A Thought on Haiku

I would like briefly to discuss what seems to me a common and easily correctable fault that I often encounter among the many haiku that I read on Twitter, Google+ and here at WordPress. I appreciate the amateur, hobbyist nature of haiku; I am myself an amateur and a hobbyist. However, even amateurs wish to improve their craft, and I believe that addressing this one issue in composition would lead easily to more vivid and specific poems.

I have in mind what I will call the use of summary lines in haiku. These lines are always abstract, and seem to function as interpolated titles telling the reader in no uncertain terms what the poem is “about.” Take the following examples, which I’ve written to illustrate my point:

holding hands
long into the night
summer love

autumn begins
green and gold leaves
on the trees

I would argue that in these haiku, the lines “summer love” and “autumn begins” add nothing to the pictures created by the other lines. They are abstractions for which one can form no mental image. In each case the line tells us what the poem means; “holding hands long into the night” is “summer love”; when there are “green and gold leaves on the trees,” then “autumn begins.”
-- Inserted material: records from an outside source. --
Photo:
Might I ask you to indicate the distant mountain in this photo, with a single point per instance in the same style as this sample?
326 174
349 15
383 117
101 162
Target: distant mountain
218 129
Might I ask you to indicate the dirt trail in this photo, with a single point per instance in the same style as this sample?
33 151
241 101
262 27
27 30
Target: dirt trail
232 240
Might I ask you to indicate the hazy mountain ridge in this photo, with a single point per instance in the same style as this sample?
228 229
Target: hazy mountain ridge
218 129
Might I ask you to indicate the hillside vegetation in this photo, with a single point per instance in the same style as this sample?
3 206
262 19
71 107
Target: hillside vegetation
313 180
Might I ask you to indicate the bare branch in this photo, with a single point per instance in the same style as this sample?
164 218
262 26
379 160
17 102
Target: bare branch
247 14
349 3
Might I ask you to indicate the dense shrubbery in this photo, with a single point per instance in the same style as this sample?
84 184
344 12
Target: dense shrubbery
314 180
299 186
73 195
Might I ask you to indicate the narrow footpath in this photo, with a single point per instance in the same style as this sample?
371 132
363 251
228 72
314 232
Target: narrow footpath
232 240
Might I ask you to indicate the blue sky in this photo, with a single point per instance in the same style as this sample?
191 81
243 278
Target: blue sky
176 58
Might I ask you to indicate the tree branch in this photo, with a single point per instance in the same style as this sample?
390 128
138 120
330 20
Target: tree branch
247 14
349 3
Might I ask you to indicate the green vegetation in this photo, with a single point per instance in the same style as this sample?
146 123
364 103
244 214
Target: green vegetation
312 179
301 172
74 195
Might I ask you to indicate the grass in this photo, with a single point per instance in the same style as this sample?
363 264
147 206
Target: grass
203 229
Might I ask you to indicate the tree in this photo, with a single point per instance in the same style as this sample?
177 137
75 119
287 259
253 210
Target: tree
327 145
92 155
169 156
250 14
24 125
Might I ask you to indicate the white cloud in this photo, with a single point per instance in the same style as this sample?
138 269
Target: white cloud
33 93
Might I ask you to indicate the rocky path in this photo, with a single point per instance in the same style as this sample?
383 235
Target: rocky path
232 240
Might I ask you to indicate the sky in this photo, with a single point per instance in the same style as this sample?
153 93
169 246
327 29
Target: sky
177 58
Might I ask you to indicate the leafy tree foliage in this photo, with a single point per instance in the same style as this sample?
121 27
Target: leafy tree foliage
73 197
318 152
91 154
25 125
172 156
When one has only three lines to work with, it seems a shame to waste one of them– effectively, one third of the poem– summarizing the other two. To convey the idea of summer love, it would be more vivid and more interesting to select images that connote this idea while creating a mental picture for the reader. For example:

holding hands
where the fireflies
hang their lanterns

This poem presents a richer, fuller experience than the first while conserving its ideas. Fireflies are traditionally associated with summer, while their lights, like “holding hands” among people, are a form of courtship. Further, to describe the fireflies as “hanging their lanterns” takes us into more interesting territory. This choice of phrase suggests the red lantern of the brothel, or perhaps the paper lanterns of the concubine whom the lord has chosen to visit by night. Summer love is often thought of as a fling; does this choice of language suggest that the relationship is more sexual than romantic? That some form of transaction is taking place?

In any case, I think it’s clear that the revision is superior to the original as a poem. It makes better use of the meager resources of haiku. To those who find themselves wanting to include these summary lines in their haiku, I would recommend holding them back. Let the more abstract idea be the unsaid of your poem, the indwelling spirit of which your poem is the incarnation.